Injury Prevention & Recovery

Concussion and Head Injury in Grappling

Concussion mechanisms in submission grappling, recognising the symptoms, red flags requiring emergency care, and the graded return-to-training protocol.

The Blind Spot in Grappling

Submission grappling does not involve punches. Much of the culture proceeds as though this means concussion is not a grappling problem. It is a grappling problem. Head impact in training and competition occurs through takedowns landing badly, slams, scramble collisions where skulls meet knees or other skulls at speed, and the acceleration-deceleration forces of being spiked or dumped on a hard surface. The mechanism is different from striking sports. The injury is the same.

The cultural consequence of believing grappling is concussion-free is that practitioners who sustain head impact often continue training. They are not told to stop because the coach is looking for the striking-sport signs — the flash knockout, the glazed-over look after a clean hook. Grappling concussions frequently arrive without those signs. A headache that starts in the warm-down, a sense of being slightly off during the car ride home, persistent nausea an hour later — these are the typical presentations, and they are easy to attribute to anything except a head injury.

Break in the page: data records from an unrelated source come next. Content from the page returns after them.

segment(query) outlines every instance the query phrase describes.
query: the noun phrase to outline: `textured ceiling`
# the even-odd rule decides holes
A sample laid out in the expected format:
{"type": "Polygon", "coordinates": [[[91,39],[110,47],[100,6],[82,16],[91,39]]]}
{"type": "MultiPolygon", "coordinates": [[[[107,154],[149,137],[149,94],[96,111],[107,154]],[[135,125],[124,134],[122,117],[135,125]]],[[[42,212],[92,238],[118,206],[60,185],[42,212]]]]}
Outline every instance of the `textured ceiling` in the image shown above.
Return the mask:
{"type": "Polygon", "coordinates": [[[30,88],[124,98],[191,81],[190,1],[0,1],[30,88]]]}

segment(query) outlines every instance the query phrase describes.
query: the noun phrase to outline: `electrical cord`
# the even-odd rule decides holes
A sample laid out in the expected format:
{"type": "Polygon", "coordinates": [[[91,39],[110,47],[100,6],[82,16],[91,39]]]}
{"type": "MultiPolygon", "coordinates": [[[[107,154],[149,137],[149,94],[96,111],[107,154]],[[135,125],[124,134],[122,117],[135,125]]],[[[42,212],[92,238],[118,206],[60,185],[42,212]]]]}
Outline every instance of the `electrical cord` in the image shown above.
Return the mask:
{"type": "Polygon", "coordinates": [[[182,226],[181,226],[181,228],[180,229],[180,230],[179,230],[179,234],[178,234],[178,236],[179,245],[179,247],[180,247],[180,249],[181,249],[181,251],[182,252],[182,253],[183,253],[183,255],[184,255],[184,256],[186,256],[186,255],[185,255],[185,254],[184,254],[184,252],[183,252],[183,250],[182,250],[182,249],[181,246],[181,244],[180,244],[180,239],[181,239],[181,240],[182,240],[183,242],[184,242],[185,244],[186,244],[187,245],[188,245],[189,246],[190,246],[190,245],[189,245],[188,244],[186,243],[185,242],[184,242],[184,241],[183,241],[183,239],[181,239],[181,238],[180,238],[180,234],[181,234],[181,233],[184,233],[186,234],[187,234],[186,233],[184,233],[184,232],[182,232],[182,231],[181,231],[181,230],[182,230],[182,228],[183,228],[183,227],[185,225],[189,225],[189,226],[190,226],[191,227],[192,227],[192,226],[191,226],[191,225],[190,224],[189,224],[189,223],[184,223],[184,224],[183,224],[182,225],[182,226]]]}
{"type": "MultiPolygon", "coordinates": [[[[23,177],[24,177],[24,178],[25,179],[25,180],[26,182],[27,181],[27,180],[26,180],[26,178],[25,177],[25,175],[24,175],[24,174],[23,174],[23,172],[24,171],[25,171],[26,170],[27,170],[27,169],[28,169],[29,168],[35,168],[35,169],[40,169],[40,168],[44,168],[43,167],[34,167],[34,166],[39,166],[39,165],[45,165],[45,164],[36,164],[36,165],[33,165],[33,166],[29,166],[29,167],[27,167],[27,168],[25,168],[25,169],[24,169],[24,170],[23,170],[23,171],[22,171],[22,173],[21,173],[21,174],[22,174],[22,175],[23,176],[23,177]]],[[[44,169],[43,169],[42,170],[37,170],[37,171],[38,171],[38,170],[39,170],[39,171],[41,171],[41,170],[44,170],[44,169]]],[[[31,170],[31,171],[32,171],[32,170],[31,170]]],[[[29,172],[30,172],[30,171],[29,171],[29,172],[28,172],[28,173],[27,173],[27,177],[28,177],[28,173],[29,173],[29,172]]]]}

This page exists because concussion is the most consequential under-recognised injury in the sport. Each concussion matters individually. The second concussion sustained before the first has resolved matters catastrophically. Repeated subconcussive impact across a career matters for the rest of the practitioner’s life. Treating concussion seriously is not about excessive caution — it is about matching the response to the injury.

How Concussion Happens in Grappling

The brain is a relatively soft tissue suspended in cerebrospinal fluid within a rigid skull. Under linear acceleration, rotational acceleration, or both, the brain moves relative to the skull. The damage from concussion is the consequence of that movement: stretching and shearing of neural tissue, transient disruption of ionic homeostasis, a metabolic cascade that leaves neurons in a vulnerable state for days to weeks. The external force does not need to produce loss of consciousness, and does not need to strike the head directly. A force transmitted through the body that produces sufficient acceleration of the head is enough.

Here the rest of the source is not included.